Mexico’s government is preparing a complex formula to identify dominant phone and media companies, aiming to keep industry giants from manipulating numbers to avoid regulation, said a person with knowledge of the plan.
The nation’s new telecommunications regulator won’t determine the biggest companies in an industry just based on their subscribers or viewers, said the person, who asked not to be identified because the details aren’t public. Rather, the calculation will include a range of measurements, including investments and infrastructure.
Under a law passed last year, companies that have been found dominant in Mexico face tougher scrutiny and enforcement measures, including regulation of the prices they charge and even the forced sale of assets. The government’s rules are most likely to affect America Movil SAB (AMXL) and Grupo Televisa SAB (TLEVICPO), which were already identified as dominant companies in a preliminary finding in December.
After watching companies circumvent regulation in the past through technicalities and loopholes, the government is determined to make sure a dominance ruling is airtight by not depending on a single measurement, which would be easier for businesses to dispute, the person said.

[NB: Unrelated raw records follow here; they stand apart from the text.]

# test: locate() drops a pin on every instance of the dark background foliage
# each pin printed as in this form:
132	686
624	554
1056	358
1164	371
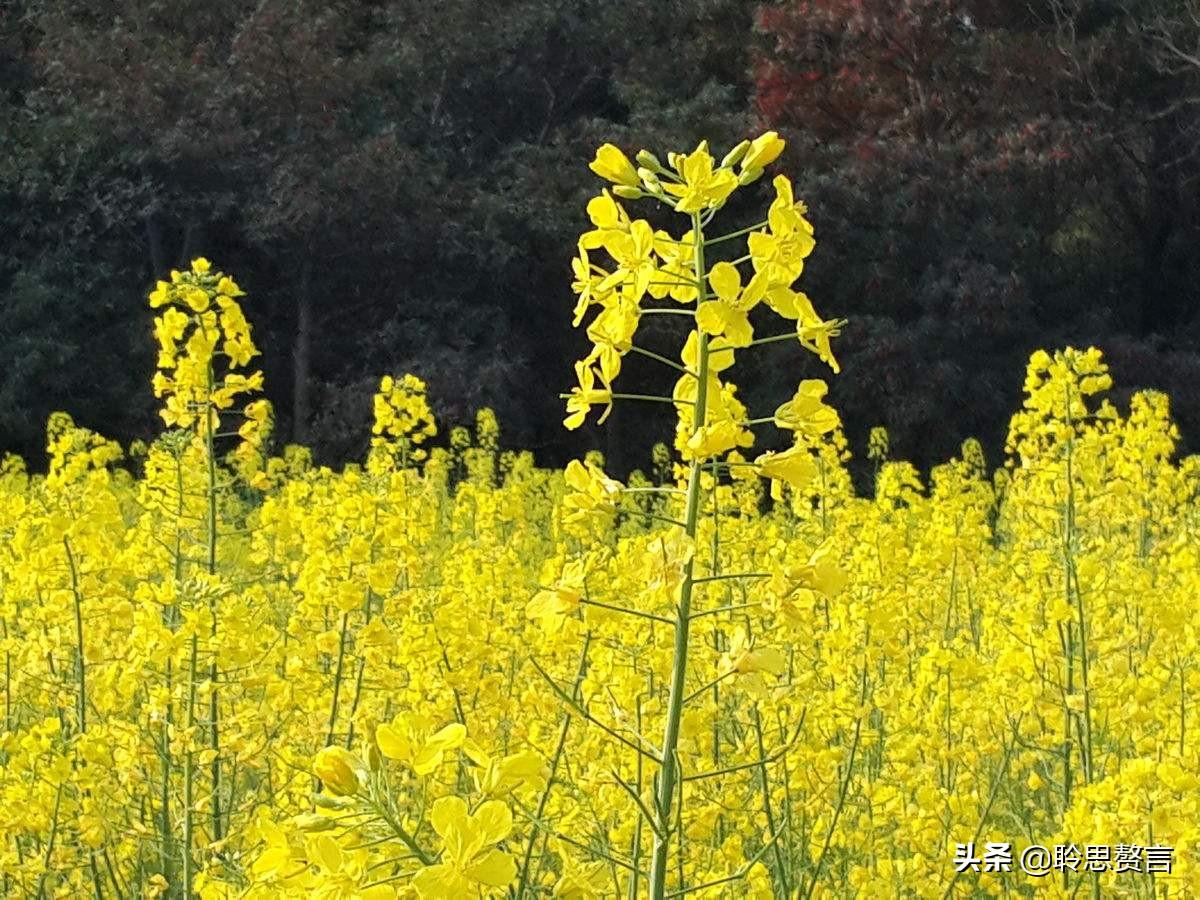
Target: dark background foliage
399	186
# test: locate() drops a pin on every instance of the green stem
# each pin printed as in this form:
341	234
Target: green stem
669	768
82	700
522	881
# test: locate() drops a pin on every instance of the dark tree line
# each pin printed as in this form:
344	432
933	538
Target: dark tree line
399	186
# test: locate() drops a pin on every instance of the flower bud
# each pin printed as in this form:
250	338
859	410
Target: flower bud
612	165
731	159
649	161
337	768
749	175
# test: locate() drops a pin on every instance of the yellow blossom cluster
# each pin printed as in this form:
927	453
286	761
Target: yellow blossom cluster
463	676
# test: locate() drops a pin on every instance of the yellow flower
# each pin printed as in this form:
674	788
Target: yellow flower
471	859
763	150
793	466
805	412
339	771
703	187
612	165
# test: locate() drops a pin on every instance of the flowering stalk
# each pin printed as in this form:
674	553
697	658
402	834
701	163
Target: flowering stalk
669	769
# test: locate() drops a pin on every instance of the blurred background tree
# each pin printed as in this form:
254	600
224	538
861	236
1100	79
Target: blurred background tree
396	185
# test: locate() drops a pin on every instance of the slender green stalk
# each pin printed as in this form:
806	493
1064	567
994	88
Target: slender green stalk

America Movil, controlled by billionaire Carlos Slim, is has about 70 percent of Mexico’s mobile-phone customers and almost 80 percent of its landlines. A press official for the Mexico City-based company had no immediate comment on the dominance formula.
‘Just Beginning’
Televisa, which gets about 70 percent of Mexico’s broadcast-television audience, said last month that it was in the process of analyzing and answering the regulator’s documents.
The broadcaster trusts that regulators will follow the law and doesn’t find it appropriate to speculate about a process that’s just beginning and several weeks away from resolution, said an official at the Mexico City-based company.
America Movil and Televisa have an opportunity to challenge the Federal Telecommunications Institute’s preliminary finding of dominance, which by law must be made final by March 9. Congress is working on secondary laws, or supplemental rules, for last year’s telecommunications legislation.
A press official for the telecommunications institute declined to comment because the process for the dominance rulings is still under way.
America Movil and Televisa have been drawn into competition against each other as the phone and media industries collide. Televisa owns cable companies that compete for Internet and voice customers with America Movil. The rivalry has led to regulatory complaints by each side of unfair practices.
Telmex Spinoff
America Movil’s landline unit, known as Telmex, denied a report last week by El Financiero that the carrier had designed a mechanism to avoid regulation by assigning its network assets to a spinoff real-estate holding company.
The newspaper report focused on a lawsuit by a unit of Televisa. A company official told Bloomberg News that the division, Bestphone, is a creditor of Telmex and obtained a court order Jan. 7 to suspend the plans of Slim’s company to spin off the units.
Telmex said its spinoff only included real-estate and equipment-logistics businesses, not telecommunications. It said Bestphone isn’t a Telmex creditor.